DDS Lookup table length

Hey guys, i’m just wondering when it comes to DDS, what sort of table length should I be looking at? I’d think that the longer, the better but that seems a tad silly, should a table be the length of the minimum frequency you’re trying to produce?

Using the brilliant tutorial on DDS for arduinos (, they use a table of length 256. The sample rate is 31.25kHz meaning that if the phase accumulator increments 1 every time, you’re going to get a frequency of 31250/256 = ~122Hz. If I wanted to produce a frequency lower than this, some form of interpolation would be required right? For any frequency higher than this, is interpolation really needed, as you’d be skipping loads of table entries anyway?

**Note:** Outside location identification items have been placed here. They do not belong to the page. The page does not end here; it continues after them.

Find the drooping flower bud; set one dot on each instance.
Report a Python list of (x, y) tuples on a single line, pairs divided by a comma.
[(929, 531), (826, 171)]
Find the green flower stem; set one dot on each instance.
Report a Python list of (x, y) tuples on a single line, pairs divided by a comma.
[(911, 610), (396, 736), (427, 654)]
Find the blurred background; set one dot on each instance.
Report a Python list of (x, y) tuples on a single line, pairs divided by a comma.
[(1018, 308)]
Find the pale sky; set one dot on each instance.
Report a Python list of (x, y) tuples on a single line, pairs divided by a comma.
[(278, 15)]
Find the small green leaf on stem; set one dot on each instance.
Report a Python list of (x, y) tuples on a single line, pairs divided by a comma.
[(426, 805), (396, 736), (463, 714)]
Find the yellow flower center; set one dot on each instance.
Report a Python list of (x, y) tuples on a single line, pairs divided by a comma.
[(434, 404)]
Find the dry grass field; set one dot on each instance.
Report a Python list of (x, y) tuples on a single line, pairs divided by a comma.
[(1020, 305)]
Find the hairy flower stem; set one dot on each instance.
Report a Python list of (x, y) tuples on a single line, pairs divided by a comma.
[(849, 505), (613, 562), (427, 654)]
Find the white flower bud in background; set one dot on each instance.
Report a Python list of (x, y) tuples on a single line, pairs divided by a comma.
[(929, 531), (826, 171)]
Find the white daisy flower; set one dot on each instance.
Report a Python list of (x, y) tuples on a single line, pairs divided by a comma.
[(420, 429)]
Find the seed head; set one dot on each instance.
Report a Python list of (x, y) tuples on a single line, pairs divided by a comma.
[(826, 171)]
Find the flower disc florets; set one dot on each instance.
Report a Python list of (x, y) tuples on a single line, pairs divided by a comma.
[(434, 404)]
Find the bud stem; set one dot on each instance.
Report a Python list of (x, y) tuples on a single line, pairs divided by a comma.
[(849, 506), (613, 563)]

Say I wanted a frequency of 500Hz, my tuning word would be:

2^32*500/31250, or 68719477, this would then be bit shifted down by 24 to be used for the 8 bit table length, giving an increment of about 4 every time, so going through the table, it would take the 4th value every time and skip the others right?

On the other hand, if I wanted to produce say 15Hz, the increment would be 0.122 meaning it would have to ‘stick’ on the first value for about 8 cycles of the interrupt which at this point, I see why interpolation is required because you’d get a very stepped waveform.

If I was to increase the look up table to say a length of 2048, the ‘increment of 1 per interrupt trigger’ frequency would be ~15.3Hz, meaning that the lowest frequency produced by this look up table without interpolation would be 15.3Hz, right?

Now adhering to the nyquist theorem says that I can reproduce up to fs/2, does the term “oversampling” mean that say for example 4x oversampling, the maximum that I would reproduce would be ~3906Hz?

By knowing these two facts gives a kind of size of look up table required right? Like if I wanted a sine frequency range of 50Hz to 500Hz with 4x oversampling, I would want the lookup table to be long enough that the increment of 1 per interrupt trigger would be below 50Hz yet the sample rate would be atleast 2kHz?

Am I right in these assumptions?


Yes, all you say is right.
The Shannon theorem says that your sample rate must be more than twice the higher frequency.
So if you want sinusoidal signal from 50Hz to 500Hz, a sample rate at 1 kHz should be enough (higher is better).
Your table length should be 1 kHz / 50 Hz = 20.

I disagree a bit - if your output is 8-bit there is not much point in having higher resolution wavetables.

I assume that you want more than one output channel so even your 8 bit samples end up being around 6 bit resolution by the time they are down shifted into the output resolution.

If you have 12 bit or 16 bit output then yes it makes sense to have longer more detailed wavetables or to interpolate between samples in your tables, but with 8 bits, 256 is optimum.

Duane B

Ah right ok, I see what you're saying.

So if I had a sample rate of 31.25kHz and I wanted to generate the frequency 40Hz, I would gain no advantages by having a wavetable longer than 1024 entries?